11. Any person, accused of a crime can defend his right by disproving the questionable voice by various means. However, refusal to give voice sample will not fall within the ambit of right of silence. While drawing voice sample no physical invasion takes place. It is yet another mode of measurement. Measurement of voice frequency. right of silence is available to the accused person if any question posed to him and answered it must have incriminating effect. Recording of voice sample does not involves any question inviting incriminating answer. The vibrations or waves caused in the speech process alone is going to be taken for analysis for comparison and not the dilog or the transcript. In this aspect, this Court like to borrow the explanation given by the Hon’ble Judge in Natvarlal Amarshibhai Devani v. State of Gujarath (CDJ 2017 GHC 028) while dealing legality of voice sampling since, it carries all technical information about the voice test.

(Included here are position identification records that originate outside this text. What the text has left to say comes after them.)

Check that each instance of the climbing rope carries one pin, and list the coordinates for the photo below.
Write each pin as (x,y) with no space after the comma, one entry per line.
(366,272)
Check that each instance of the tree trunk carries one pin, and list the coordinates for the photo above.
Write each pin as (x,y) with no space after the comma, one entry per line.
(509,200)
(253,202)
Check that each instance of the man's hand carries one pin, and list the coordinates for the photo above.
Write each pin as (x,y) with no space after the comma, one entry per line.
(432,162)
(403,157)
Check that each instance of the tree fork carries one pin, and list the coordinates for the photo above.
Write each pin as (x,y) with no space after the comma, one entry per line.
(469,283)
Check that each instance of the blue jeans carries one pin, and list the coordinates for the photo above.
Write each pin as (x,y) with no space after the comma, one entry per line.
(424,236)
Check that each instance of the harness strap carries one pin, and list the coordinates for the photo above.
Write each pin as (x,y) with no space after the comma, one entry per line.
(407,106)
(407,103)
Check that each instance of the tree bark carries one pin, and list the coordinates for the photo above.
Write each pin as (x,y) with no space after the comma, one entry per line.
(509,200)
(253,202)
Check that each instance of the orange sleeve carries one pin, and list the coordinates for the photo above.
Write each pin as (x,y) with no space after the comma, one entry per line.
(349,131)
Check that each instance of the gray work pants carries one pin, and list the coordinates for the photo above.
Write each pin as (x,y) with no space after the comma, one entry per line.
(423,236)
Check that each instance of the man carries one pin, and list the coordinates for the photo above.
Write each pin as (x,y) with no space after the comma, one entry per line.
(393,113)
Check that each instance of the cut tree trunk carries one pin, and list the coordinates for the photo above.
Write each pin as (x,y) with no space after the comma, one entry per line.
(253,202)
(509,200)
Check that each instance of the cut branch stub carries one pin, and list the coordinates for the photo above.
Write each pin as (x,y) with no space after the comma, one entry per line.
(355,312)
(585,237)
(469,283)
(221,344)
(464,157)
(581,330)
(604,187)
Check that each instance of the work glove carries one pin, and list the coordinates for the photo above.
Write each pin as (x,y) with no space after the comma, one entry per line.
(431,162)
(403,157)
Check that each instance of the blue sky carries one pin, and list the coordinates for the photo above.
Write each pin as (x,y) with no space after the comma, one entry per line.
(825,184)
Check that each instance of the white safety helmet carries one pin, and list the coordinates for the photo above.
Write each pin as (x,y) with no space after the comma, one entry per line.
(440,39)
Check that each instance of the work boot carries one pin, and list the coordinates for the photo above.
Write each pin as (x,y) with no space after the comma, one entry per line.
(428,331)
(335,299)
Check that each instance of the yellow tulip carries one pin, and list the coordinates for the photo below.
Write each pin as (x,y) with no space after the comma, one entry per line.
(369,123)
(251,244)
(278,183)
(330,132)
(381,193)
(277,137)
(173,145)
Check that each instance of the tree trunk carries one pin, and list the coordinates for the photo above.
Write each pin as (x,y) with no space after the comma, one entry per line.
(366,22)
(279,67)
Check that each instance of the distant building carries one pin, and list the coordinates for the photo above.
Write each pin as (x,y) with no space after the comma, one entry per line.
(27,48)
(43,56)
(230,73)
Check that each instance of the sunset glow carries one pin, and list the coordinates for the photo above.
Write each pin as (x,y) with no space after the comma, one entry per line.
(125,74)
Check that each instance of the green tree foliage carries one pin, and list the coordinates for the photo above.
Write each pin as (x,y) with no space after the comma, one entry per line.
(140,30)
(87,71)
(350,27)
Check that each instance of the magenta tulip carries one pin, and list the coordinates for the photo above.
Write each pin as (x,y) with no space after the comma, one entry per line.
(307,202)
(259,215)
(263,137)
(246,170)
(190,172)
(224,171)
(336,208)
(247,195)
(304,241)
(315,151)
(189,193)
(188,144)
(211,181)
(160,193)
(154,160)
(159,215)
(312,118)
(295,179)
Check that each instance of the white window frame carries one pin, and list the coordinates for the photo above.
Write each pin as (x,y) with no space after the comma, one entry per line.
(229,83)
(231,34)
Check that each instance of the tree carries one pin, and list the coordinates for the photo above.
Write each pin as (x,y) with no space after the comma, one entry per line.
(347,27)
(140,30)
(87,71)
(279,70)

“38 The dictionary meaning of the term ‘measurement’ is the act or process of measuring. The voice sample is analysed or measured on the basis of time, frequency and intensity of the speechsound waves. A voice print is a visual recording of voice. Spectrographic Voice Identification is described in Chapter 12 of the Book “Scientific Evidence in Criminal Cases” written by Andre A. Moenssens, Ray Edward Moses and Fred E. Inbau. The relevant extracts of this chapter could be advantageously quoted. “Voiceprint identification requires (1) a recording of the questioned voice, (2) a recording of known origin for comparison, and (3) a sound spectrograph machine adapted for ‘voiceprint’ studies.” 12.02 Sound and Speech In order to properly understand the voiceprint technique, it is necessary to briefly review some elementary concepts of sound and speech. Sound, like heat, can be defined as a vibration of air molecules or described as energy in the form of waves or pulses, caused by vibrations. In the speech process, the initial wave producing vibrations originate in the vocal cords. Each vibration causes a compression and corresponding rarefications of the air, which in turn form the aforementioned wave or pulse. The time interval between each pulse is called the frequency of sound; it is expressed generally in hertz, abbreviated as viz., or sometimes also in cycles per-second, abbreviated as cps. It is this frequency which determines the pitch of the sound. The higher the frequency, the higher the pitch, and vice versa . Intensity is another characteristic of sound. In speech, intensity is the characteristic of loudness. Intensity is a function of the amount of energy in the sound wave or pulse. To perceive the difference between frequency and intensity, two activities of air molecules in an atmosphere must be considered. The speed at which an individual vibrating molecule bounces back and forth between other air molecules surrounding it is the frequency. Intensity, on the other hand, may be measured by the number of air molecules that are being caused to vibrate at a given frequency.”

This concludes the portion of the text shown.